3. Мэри Нордлингер [Версаль, 7 декабря, 1906, пятница, вечер]
Милая, милая, милая, милая Мэри!
Прежде всего, говорил ли вам Рейнальдо, что я послал письмо, а потом «Сезам» в странное место по странному адресу, где, как я ему и сказал, "Детройт — название города, не правда ли? Авеню — название провинции? Озеро Онтарио — название страны?" Но ответа я так и не получил и понимаю, что ничего не дошло, поскольку вы спрашиваете: "А что 'Сезам'?" Прилагаю его к этому ответу.
Милый друг, как вы близки моему сердцу и как мало повредил этой близости ваш отъезд! Я всегда вспоминаю о вас с теплотой и неизменной тоской по прошлому. В моей разграбленной жизни, в моем разбитом сердце по-прежнему есть место для нежности к вам.
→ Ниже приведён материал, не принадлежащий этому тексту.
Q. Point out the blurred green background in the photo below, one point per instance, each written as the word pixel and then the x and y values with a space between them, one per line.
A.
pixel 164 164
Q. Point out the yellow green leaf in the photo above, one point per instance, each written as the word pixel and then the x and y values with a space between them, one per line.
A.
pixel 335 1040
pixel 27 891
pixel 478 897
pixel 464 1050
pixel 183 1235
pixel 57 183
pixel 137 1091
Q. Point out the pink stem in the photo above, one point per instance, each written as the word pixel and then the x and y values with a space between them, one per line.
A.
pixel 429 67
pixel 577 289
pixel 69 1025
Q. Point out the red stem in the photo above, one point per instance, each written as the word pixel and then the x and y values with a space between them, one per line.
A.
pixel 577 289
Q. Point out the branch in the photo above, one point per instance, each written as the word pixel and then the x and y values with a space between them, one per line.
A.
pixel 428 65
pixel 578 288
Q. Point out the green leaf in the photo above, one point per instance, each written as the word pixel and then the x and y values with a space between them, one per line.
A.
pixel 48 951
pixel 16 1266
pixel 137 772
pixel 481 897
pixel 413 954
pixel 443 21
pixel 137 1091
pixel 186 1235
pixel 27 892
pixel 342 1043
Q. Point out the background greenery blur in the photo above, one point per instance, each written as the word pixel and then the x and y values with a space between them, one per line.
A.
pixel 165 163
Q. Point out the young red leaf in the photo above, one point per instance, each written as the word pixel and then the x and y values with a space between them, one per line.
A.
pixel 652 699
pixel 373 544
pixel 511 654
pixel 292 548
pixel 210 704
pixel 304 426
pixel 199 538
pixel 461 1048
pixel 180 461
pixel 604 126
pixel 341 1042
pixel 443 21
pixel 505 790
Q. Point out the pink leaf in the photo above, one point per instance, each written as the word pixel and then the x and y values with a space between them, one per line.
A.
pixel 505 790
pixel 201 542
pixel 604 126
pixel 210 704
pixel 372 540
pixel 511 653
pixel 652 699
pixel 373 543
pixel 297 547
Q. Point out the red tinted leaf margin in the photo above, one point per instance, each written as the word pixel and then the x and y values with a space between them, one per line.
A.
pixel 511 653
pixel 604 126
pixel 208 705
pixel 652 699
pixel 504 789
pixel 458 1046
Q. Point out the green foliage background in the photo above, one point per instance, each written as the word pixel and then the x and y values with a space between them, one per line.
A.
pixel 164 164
Милый друг, разрешите сказать в двух словах банальную вещь. Вы потому до сих пор не получили никакого гонорара за «Сезам», что журнал, в котором он был сперва опубликован, прогорает и до сих пор никому не заплатил. А "Меркюр де Франс", издательство, в котором вышла книга, заплатит, когда разойдется достаточно экземпляров. Если вы пожелаете, чтобы я вам выслал деньги авансом, я сразу же это сделаю без малейших затруднений: вы знаете, что, увы, мне больше не перед кем отчитываться в моих тратах. Вы, как я понимаю, в Манчестере. Я вот уже четыре месяца в Версале. Хотя можно ли сказать, что я в Версале? Приехав сюда, я слег и уже не вставал, ни разу не съездил ни в Шато, ни в Трианон — никуда, и просыпаюсь только поздней ночью, так что понятия не имею, в Версале я или еще где. Я уже собирался вернуться в Париж, однако у меня вышли неприятности с жильем, началось судебное дело, и с октября я снял другую квартиру, но пока не могу в нее въехать. И тем не менее если вы мне напишете в отель «Резервуар», где я сейчас, или на улицу Курсель, 45, где я впал в безысходное отчаяние, видя, что оставаться там невозможно из-за непомерно высокой арендной платы, то любезная консьержка перешлет мне письмо от Мэри сюда или на бульвар Осман, 102, где находится квартира, которую я снял, но в которой до сих пор жить нельзя, — и я получу вашу весточку. Если я буду слишком утомлен и не отвечу, надеюсь, вы меня простите. Но постараюсь ответить. Работаете ли вы? Я — нет. Я навсегда закрыл эру переводов, которые поощряла мама. А на переводы из самого себя больше не отваживаюсь. Видели ли вы в Америке что-нибудь красивое? С какой стати вам вздумалось возвращать мне учебничек? Если бы я выходил из дому в дневное время, я бы хотел посмотреть это египетское и ассирийское искусство, оно мне кажется и впрямь прекрасным. Продает ли г-н Бинг египетские, ассирийские и готические штучки? Как поживают ваши родные? Как поживает тетушка? Поклонитесь ей от меня, она осталась у меня в памяти как один из любопытнейших "камней Венеции". Ничто не могло смягчить, ничто не могло поколебать ее несгибаемых принципов. Но до чего она мне нравилась, и как она, судя по всему, вас любит! Она для меня олицетворяет "Утра в Венеции", и пускай я никогда их не видел, зато ваша тетушка для меня — воплощение "ранней пташки", женщины, которая не знает, что такое залеживаться в постели по утрам. Я по-прежнему много и постоянно о вас думаю, милый друг, и никогда не перестану. Целую ваши руки с чувством бесконечной дружбы.
Марсель Пруст.
Комментарий
Письмо написано на почтовой бумаге с широкой траурной каймой: незадолго до этого Пруст потерял мать, несколько раньше умер отец. Несмотря на трения, а подчас и серьезные конфликты, о которых говорилось выше, Пруст относился к родителям, особенно к матери, с искренней любовью, и эта потеря была для него ударом, от которого он не сразу оправился. Со смертью матери связана и необходимость переезда, и свобода обращения с деньгами, о чем идет речь дальше.